Io per istallare ho seguito le istruzioni per Blue Glass:

http://www.kde-look.org/content/show.php?content=5532

----------

## morellik

Cosa strana,

dopo aver letto il tuo post ho provato a modificare

il cursore editando /usr/share/cursors/xfree/default/index.theme

e restartando blackbox il cursore e' cambiato.

Una volta i temi erano in /usr/X11R6/lib/X11/icons, 

mentre dalla 4.3.0-r2 sono in  /usr/share/cursors/xfree.

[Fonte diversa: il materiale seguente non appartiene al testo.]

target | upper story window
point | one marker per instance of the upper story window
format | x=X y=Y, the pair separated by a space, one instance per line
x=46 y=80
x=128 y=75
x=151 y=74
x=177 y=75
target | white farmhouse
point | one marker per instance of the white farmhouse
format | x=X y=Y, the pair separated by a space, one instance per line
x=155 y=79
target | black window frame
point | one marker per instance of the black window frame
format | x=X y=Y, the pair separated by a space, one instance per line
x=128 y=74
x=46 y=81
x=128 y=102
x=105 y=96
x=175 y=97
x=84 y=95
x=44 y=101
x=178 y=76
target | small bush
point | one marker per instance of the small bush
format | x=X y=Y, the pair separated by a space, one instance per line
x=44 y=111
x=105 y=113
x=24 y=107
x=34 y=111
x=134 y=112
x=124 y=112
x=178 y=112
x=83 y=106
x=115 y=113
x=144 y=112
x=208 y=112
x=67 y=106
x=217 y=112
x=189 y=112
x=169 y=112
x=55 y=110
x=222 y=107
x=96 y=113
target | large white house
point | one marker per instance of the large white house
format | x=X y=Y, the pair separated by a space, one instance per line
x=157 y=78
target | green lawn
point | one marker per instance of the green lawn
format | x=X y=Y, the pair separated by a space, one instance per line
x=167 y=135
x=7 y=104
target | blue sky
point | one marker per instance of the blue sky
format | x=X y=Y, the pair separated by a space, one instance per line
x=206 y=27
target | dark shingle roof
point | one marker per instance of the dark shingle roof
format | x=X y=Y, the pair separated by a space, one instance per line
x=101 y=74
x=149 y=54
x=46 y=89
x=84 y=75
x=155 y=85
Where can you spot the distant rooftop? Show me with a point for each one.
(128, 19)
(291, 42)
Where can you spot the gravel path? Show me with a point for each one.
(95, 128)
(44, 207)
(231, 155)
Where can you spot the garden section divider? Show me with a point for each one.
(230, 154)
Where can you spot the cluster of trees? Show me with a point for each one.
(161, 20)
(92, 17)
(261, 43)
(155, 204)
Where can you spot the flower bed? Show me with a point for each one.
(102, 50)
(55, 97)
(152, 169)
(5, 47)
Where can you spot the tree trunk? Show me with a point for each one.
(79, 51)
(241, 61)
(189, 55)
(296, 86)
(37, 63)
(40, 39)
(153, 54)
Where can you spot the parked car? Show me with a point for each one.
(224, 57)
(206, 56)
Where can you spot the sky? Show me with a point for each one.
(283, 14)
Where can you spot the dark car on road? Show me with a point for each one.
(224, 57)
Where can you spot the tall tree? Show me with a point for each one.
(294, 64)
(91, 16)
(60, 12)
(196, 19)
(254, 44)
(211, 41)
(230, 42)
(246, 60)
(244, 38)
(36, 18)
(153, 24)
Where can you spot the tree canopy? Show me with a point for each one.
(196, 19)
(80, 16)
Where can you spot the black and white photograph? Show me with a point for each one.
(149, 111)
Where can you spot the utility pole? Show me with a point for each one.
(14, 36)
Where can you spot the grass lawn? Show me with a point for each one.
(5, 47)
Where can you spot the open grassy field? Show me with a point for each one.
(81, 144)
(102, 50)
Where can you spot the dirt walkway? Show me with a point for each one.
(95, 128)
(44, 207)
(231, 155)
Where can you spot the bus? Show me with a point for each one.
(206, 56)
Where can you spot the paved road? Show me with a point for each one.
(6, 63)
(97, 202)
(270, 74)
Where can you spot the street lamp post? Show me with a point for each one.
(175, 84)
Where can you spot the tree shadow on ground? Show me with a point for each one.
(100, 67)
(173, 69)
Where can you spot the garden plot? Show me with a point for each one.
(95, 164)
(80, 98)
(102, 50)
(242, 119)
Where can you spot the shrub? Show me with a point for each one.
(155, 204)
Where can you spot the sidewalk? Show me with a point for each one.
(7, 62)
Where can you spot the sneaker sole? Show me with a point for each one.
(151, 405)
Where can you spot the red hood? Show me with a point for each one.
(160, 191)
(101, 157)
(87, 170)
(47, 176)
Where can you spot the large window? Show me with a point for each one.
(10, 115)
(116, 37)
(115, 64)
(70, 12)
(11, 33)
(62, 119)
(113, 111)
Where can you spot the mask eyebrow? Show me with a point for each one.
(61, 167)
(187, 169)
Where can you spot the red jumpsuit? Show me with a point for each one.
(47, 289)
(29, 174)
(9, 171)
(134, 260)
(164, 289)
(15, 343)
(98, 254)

Sara' questo   :Question:   :Shocked: 

CIao

morellik

----------

## Sym

 *morellik wrote:*   

> Cosa strana,
> 
> dopo aver letto il tuo post ho provato a modificare
> 
> il cursore editando /usr/share/cursors/xfree/default/index.theme
> ...

 

Si, penso proprio sia per quello. Per quanto riguarda i puntatori e kde, c'è un problema di link. Ciao!   :Very Happy: 

----------

## enx89

 *morellik wrote:*   

> Cosa strana,
> 
> dopo aver letto il tuo post ho provato a modificare
> 
> il cursore editando /usr/share/cursors/xfree/default/index.theme
> ...

 

Ah, ma porca ...... mi sa che e` proprio quello!!!

Adesso provo

ENx

----------

## enx89

Risolto  :Very Happy:   :Very Happy:   :Very Happy:   :Very Happy: 

Il problema era quello che ha detto morellik

Grazie mille a tutti ENx

----------

## cerri

 *enx89 wrote:*   

> Risolto    
> 
> Il problema era quello che ha detto morellik
> 
> Grazie mille a tutti ENx

 

Scusate il ritardo, ma confermo anch'io. Sono impazzito non poco  :Wink:  per cambiare il topo...

----------

## Sym

La soluzione più comoda penso sia mettere i temi in ~./icons. In questo modo il cambiamento di directory della versione r2 è indolore   :Very Happy:  . Ciao   :Very Happy: 

----------